Open runehaubo opened 5 years ago
Quick answer: I think we're evaluating the scaled gradients.
with(m0@optinfo$derivs, solve(chol(Hessian), gradient))
[1] -0.0005101626 -0.0000507276 0.0010575099
It is true that with default settings this doesn't get as close as the minqa bobyqa:
m1 <- update(m0, control=lmerControl(optimizer="bobyqa"))
with(m1@optinfo$derivs, solve(chol(Hessian), gradient))
[1] -1.159426e-06 1.100789e-08 -4.972763e-07
Lowering the tolerances does help:
m2 <- lmer(Reaction ~ Days + (Days | Subject), sleepstudy,
control=lmerControl(optimizer="nloptwrap", optCtrl=list(xtol_abs=1e-8, ftol_abs=1e-8)))

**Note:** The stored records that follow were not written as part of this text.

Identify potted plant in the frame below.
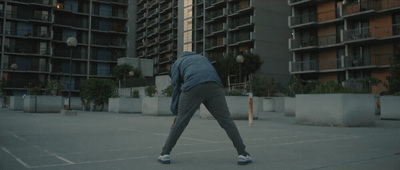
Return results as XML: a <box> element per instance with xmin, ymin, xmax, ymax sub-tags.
<box><xmin>380</xmin><ymin>54</ymin><xmax>400</xmax><ymax>120</ymax></box>
<box><xmin>142</xmin><ymin>86</ymin><xmax>172</xmax><ymax>116</ymax></box>
<box><xmin>80</xmin><ymin>78</ymin><xmax>116</xmax><ymax>111</ymax></box>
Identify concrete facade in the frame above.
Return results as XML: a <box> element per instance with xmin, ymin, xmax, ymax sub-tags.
<box><xmin>287</xmin><ymin>0</ymin><xmax>400</xmax><ymax>94</ymax></box>
<box><xmin>142</xmin><ymin>97</ymin><xmax>172</xmax><ymax>116</ymax></box>
<box><xmin>108</xmin><ymin>97</ymin><xmax>142</xmax><ymax>113</ymax></box>
<box><xmin>10</xmin><ymin>96</ymin><xmax>24</xmax><ymax>111</ymax></box>
<box><xmin>23</xmin><ymin>96</ymin><xmax>64</xmax><ymax>113</ymax></box>
<box><xmin>380</xmin><ymin>96</ymin><xmax>400</xmax><ymax>120</ymax></box>
<box><xmin>200</xmin><ymin>96</ymin><xmax>263</xmax><ymax>119</ymax></box>
<box><xmin>296</xmin><ymin>94</ymin><xmax>375</xmax><ymax>126</ymax></box>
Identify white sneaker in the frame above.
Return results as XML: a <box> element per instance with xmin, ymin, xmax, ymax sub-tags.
<box><xmin>238</xmin><ymin>155</ymin><xmax>253</xmax><ymax>165</ymax></box>
<box><xmin>158</xmin><ymin>154</ymin><xmax>171</xmax><ymax>164</ymax></box>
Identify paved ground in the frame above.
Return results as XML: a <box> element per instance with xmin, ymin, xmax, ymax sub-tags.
<box><xmin>0</xmin><ymin>109</ymin><xmax>400</xmax><ymax>170</ymax></box>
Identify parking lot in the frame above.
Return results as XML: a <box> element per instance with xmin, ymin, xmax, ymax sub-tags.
<box><xmin>0</xmin><ymin>108</ymin><xmax>400</xmax><ymax>170</ymax></box>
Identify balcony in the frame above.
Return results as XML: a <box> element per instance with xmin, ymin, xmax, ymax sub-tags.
<box><xmin>148</xmin><ymin>8</ymin><xmax>158</xmax><ymax>18</ymax></box>
<box><xmin>206</xmin><ymin>23</ymin><xmax>226</xmax><ymax>36</ymax></box>
<box><xmin>160</xmin><ymin>12</ymin><xmax>172</xmax><ymax>22</ymax></box>
<box><xmin>371</xmin><ymin>24</ymin><xmax>400</xmax><ymax>39</ymax></box>
<box><xmin>5</xmin><ymin>28</ymin><xmax>50</xmax><ymax>39</ymax></box>
<box><xmin>205</xmin><ymin>0</ymin><xmax>226</xmax><ymax>8</ymax></box>
<box><xmin>229</xmin><ymin>32</ymin><xmax>253</xmax><ymax>44</ymax></box>
<box><xmin>206</xmin><ymin>8</ymin><xmax>226</xmax><ymax>21</ymax></box>
<box><xmin>344</xmin><ymin>53</ymin><xmax>395</xmax><ymax>69</ymax></box>
<box><xmin>288</xmin><ymin>0</ymin><xmax>314</xmax><ymax>5</ymax></box>
<box><xmin>229</xmin><ymin>16</ymin><xmax>253</xmax><ymax>31</ymax></box>
<box><xmin>289</xmin><ymin>13</ymin><xmax>317</xmax><ymax>27</ymax></box>
<box><xmin>289</xmin><ymin>37</ymin><xmax>318</xmax><ymax>50</ymax></box>
<box><xmin>229</xmin><ymin>0</ymin><xmax>253</xmax><ymax>14</ymax></box>
<box><xmin>318</xmin><ymin>34</ymin><xmax>340</xmax><ymax>47</ymax></box>
<box><xmin>289</xmin><ymin>60</ymin><xmax>318</xmax><ymax>73</ymax></box>
<box><xmin>147</xmin><ymin>47</ymin><xmax>158</xmax><ymax>55</ymax></box>
<box><xmin>147</xmin><ymin>37</ymin><xmax>158</xmax><ymax>46</ymax></box>
<box><xmin>206</xmin><ymin>37</ymin><xmax>226</xmax><ymax>50</ymax></box>
<box><xmin>14</xmin><ymin>0</ymin><xmax>52</xmax><ymax>5</ymax></box>
<box><xmin>160</xmin><ymin>44</ymin><xmax>172</xmax><ymax>53</ymax></box>
<box><xmin>342</xmin><ymin>27</ymin><xmax>371</xmax><ymax>42</ymax></box>
<box><xmin>160</xmin><ymin>23</ymin><xmax>172</xmax><ymax>33</ymax></box>
<box><xmin>161</xmin><ymin>2</ymin><xmax>172</xmax><ymax>12</ymax></box>
<box><xmin>160</xmin><ymin>34</ymin><xmax>172</xmax><ymax>43</ymax></box>
<box><xmin>343</xmin><ymin>0</ymin><xmax>400</xmax><ymax>16</ymax></box>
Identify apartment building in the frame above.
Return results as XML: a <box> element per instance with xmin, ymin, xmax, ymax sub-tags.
<box><xmin>189</xmin><ymin>0</ymin><xmax>290</xmax><ymax>86</ymax></box>
<box><xmin>0</xmin><ymin>0</ymin><xmax>128</xmax><ymax>95</ymax></box>
<box><xmin>136</xmin><ymin>0</ymin><xmax>290</xmax><ymax>82</ymax></box>
<box><xmin>288</xmin><ymin>0</ymin><xmax>400</xmax><ymax>93</ymax></box>
<box><xmin>135</xmin><ymin>0</ymin><xmax>177</xmax><ymax>75</ymax></box>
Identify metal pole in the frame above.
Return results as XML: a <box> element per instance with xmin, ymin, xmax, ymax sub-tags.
<box><xmin>68</xmin><ymin>47</ymin><xmax>72</xmax><ymax>110</ymax></box>
<box><xmin>249</xmin><ymin>93</ymin><xmax>253</xmax><ymax>126</ymax></box>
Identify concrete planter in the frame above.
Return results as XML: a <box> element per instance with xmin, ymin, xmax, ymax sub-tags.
<box><xmin>63</xmin><ymin>97</ymin><xmax>82</xmax><ymax>110</ymax></box>
<box><xmin>108</xmin><ymin>97</ymin><xmax>142</xmax><ymax>113</ymax></box>
<box><xmin>142</xmin><ymin>96</ymin><xmax>172</xmax><ymax>116</ymax></box>
<box><xmin>380</xmin><ymin>96</ymin><xmax>400</xmax><ymax>120</ymax></box>
<box><xmin>23</xmin><ymin>96</ymin><xmax>64</xmax><ymax>113</ymax></box>
<box><xmin>284</xmin><ymin>97</ymin><xmax>296</xmax><ymax>116</ymax></box>
<box><xmin>10</xmin><ymin>96</ymin><xmax>24</xmax><ymax>111</ymax></box>
<box><xmin>296</xmin><ymin>94</ymin><xmax>375</xmax><ymax>126</ymax></box>
<box><xmin>263</xmin><ymin>98</ymin><xmax>275</xmax><ymax>112</ymax></box>
<box><xmin>200</xmin><ymin>96</ymin><xmax>263</xmax><ymax>119</ymax></box>
<box><xmin>272</xmin><ymin>97</ymin><xmax>285</xmax><ymax>113</ymax></box>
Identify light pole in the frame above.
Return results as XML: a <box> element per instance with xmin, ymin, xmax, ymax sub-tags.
<box><xmin>11</xmin><ymin>63</ymin><xmax>18</xmax><ymax>95</ymax></box>
<box><xmin>129</xmin><ymin>71</ymin><xmax>135</xmax><ymax>97</ymax></box>
<box><xmin>236</xmin><ymin>55</ymin><xmax>244</xmax><ymax>83</ymax></box>
<box><xmin>67</xmin><ymin>37</ymin><xmax>78</xmax><ymax>110</ymax></box>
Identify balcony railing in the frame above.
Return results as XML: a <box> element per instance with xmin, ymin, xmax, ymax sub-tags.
<box><xmin>206</xmin><ymin>8</ymin><xmax>226</xmax><ymax>20</ymax></box>
<box><xmin>15</xmin><ymin>0</ymin><xmax>51</xmax><ymax>5</ymax></box>
<box><xmin>318</xmin><ymin>34</ymin><xmax>339</xmax><ymax>46</ymax></box>
<box><xmin>229</xmin><ymin>0</ymin><xmax>252</xmax><ymax>14</ymax></box>
<box><xmin>206</xmin><ymin>23</ymin><xmax>226</xmax><ymax>35</ymax></box>
<box><xmin>289</xmin><ymin>60</ymin><xmax>318</xmax><ymax>72</ymax></box>
<box><xmin>344</xmin><ymin>55</ymin><xmax>371</xmax><ymax>68</ymax></box>
<box><xmin>229</xmin><ymin>32</ymin><xmax>253</xmax><ymax>44</ymax></box>
<box><xmin>343</xmin><ymin>0</ymin><xmax>400</xmax><ymax>15</ymax></box>
<box><xmin>290</xmin><ymin>13</ymin><xmax>317</xmax><ymax>26</ymax></box>
<box><xmin>371</xmin><ymin>24</ymin><xmax>400</xmax><ymax>38</ymax></box>
<box><xmin>229</xmin><ymin>16</ymin><xmax>253</xmax><ymax>29</ymax></box>
<box><xmin>206</xmin><ymin>0</ymin><xmax>226</xmax><ymax>8</ymax></box>
<box><xmin>289</xmin><ymin>37</ymin><xmax>318</xmax><ymax>49</ymax></box>
<box><xmin>343</xmin><ymin>27</ymin><xmax>371</xmax><ymax>41</ymax></box>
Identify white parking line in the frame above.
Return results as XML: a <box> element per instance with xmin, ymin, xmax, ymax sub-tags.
<box><xmin>1</xmin><ymin>147</ymin><xmax>31</xmax><ymax>168</ymax></box>
<box><xmin>11</xmin><ymin>136</ymin><xmax>360</xmax><ymax>169</ymax></box>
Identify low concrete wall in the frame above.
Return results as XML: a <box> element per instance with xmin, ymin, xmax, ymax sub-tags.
<box><xmin>272</xmin><ymin>97</ymin><xmax>285</xmax><ymax>113</ymax></box>
<box><xmin>263</xmin><ymin>98</ymin><xmax>275</xmax><ymax>112</ymax></box>
<box><xmin>23</xmin><ymin>96</ymin><xmax>64</xmax><ymax>113</ymax></box>
<box><xmin>108</xmin><ymin>97</ymin><xmax>142</xmax><ymax>113</ymax></box>
<box><xmin>284</xmin><ymin>97</ymin><xmax>296</xmax><ymax>116</ymax></box>
<box><xmin>200</xmin><ymin>96</ymin><xmax>263</xmax><ymax>119</ymax></box>
<box><xmin>296</xmin><ymin>94</ymin><xmax>375</xmax><ymax>126</ymax></box>
<box><xmin>9</xmin><ymin>96</ymin><xmax>24</xmax><ymax>111</ymax></box>
<box><xmin>380</xmin><ymin>96</ymin><xmax>400</xmax><ymax>120</ymax></box>
<box><xmin>142</xmin><ymin>97</ymin><xmax>172</xmax><ymax>116</ymax></box>
<box><xmin>63</xmin><ymin>97</ymin><xmax>83</xmax><ymax>110</ymax></box>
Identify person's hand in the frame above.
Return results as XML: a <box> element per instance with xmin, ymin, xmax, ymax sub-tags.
<box><xmin>171</xmin><ymin>115</ymin><xmax>176</xmax><ymax>128</ymax></box>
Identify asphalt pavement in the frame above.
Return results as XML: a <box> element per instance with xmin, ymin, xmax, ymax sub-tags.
<box><xmin>0</xmin><ymin>108</ymin><xmax>400</xmax><ymax>170</ymax></box>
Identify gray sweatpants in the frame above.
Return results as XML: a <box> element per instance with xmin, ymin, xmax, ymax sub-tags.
<box><xmin>161</xmin><ymin>82</ymin><xmax>247</xmax><ymax>155</ymax></box>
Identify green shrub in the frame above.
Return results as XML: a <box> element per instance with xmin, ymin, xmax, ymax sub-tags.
<box><xmin>250</xmin><ymin>75</ymin><xmax>277</xmax><ymax>97</ymax></box>
<box><xmin>161</xmin><ymin>85</ymin><xmax>172</xmax><ymax>97</ymax></box>
<box><xmin>144</xmin><ymin>86</ymin><xmax>157</xmax><ymax>97</ymax></box>
<box><xmin>80</xmin><ymin>78</ymin><xmax>116</xmax><ymax>110</ymax></box>
<box><xmin>132</xmin><ymin>89</ymin><xmax>140</xmax><ymax>98</ymax></box>
<box><xmin>311</xmin><ymin>80</ymin><xmax>365</xmax><ymax>94</ymax></box>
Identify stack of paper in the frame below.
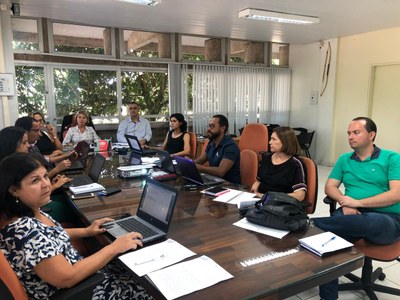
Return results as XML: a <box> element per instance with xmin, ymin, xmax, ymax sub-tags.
<box><xmin>69</xmin><ymin>183</ymin><xmax>104</xmax><ymax>195</ymax></box>
<box><xmin>299</xmin><ymin>231</ymin><xmax>353</xmax><ymax>256</ymax></box>
<box><xmin>214</xmin><ymin>189</ymin><xmax>260</xmax><ymax>209</ymax></box>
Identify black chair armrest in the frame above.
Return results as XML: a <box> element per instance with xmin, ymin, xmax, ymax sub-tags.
<box><xmin>50</xmin><ymin>273</ymin><xmax>104</xmax><ymax>300</ymax></box>
<box><xmin>324</xmin><ymin>196</ymin><xmax>336</xmax><ymax>215</ymax></box>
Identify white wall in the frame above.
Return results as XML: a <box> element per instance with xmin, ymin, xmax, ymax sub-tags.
<box><xmin>334</xmin><ymin>28</ymin><xmax>400</xmax><ymax>157</ymax></box>
<box><xmin>289</xmin><ymin>39</ymin><xmax>337</xmax><ymax>166</ymax></box>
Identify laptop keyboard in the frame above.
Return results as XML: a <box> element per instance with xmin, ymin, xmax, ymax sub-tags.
<box><xmin>117</xmin><ymin>218</ymin><xmax>157</xmax><ymax>238</ymax></box>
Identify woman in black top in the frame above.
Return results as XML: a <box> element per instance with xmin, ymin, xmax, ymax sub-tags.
<box><xmin>161</xmin><ymin>113</ymin><xmax>190</xmax><ymax>156</ymax></box>
<box><xmin>251</xmin><ymin>127</ymin><xmax>307</xmax><ymax>201</ymax></box>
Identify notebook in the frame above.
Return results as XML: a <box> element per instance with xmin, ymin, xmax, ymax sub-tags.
<box><xmin>125</xmin><ymin>134</ymin><xmax>157</xmax><ymax>155</ymax></box>
<box><xmin>103</xmin><ymin>179</ymin><xmax>178</xmax><ymax>244</ymax></box>
<box><xmin>175</xmin><ymin>156</ymin><xmax>225</xmax><ymax>185</ymax></box>
<box><xmin>68</xmin><ymin>141</ymin><xmax>90</xmax><ymax>171</ymax></box>
<box><xmin>64</xmin><ymin>153</ymin><xmax>106</xmax><ymax>188</ymax></box>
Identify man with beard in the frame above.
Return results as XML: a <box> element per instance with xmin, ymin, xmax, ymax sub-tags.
<box><xmin>195</xmin><ymin>115</ymin><xmax>240</xmax><ymax>184</ymax></box>
<box><xmin>313</xmin><ymin>117</ymin><xmax>400</xmax><ymax>300</ymax></box>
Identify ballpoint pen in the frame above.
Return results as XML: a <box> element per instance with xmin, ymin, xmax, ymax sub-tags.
<box><xmin>322</xmin><ymin>236</ymin><xmax>336</xmax><ymax>247</ymax></box>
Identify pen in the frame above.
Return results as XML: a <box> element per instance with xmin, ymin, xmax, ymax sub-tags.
<box><xmin>322</xmin><ymin>236</ymin><xmax>336</xmax><ymax>247</ymax></box>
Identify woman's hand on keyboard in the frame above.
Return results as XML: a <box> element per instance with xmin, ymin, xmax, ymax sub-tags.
<box><xmin>110</xmin><ymin>232</ymin><xmax>143</xmax><ymax>254</ymax></box>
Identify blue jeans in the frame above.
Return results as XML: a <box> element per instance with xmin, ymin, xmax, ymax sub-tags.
<box><xmin>313</xmin><ymin>208</ymin><xmax>400</xmax><ymax>300</ymax></box>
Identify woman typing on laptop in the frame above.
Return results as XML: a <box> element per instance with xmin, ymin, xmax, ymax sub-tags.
<box><xmin>63</xmin><ymin>110</ymin><xmax>100</xmax><ymax>146</ymax></box>
<box><xmin>145</xmin><ymin>113</ymin><xmax>190</xmax><ymax>156</ymax></box>
<box><xmin>0</xmin><ymin>153</ymin><xmax>151</xmax><ymax>299</ymax></box>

> with(m2@optinfo$derivs, solve(chol(Hessian), gradient))
[1] 4.566692e-05 1.265605e-05 5.696546e-06
@runehaubo , did you have any further comments on this? We could change the default tolerances (coded here) for nloptwrap
to make them a little tighter ... ? (I'm not crazy about the way these are coded -- they can be overridden in optCtrl()
, but I might prefer global options ...)
I find it interesting, that nloptwrap only uses 36 feval
whereas bobyqa uses 98. "no wonder" it gets closer. I'm almost sure that the 'tol'erances have different meanings in nloptwrap and bobyqa ... and for that reason, yes, we should probably change the gradient tol for nloptwrap .... or we change the "wrap" part of nloptwrap such that the gradient tolerances do correspond.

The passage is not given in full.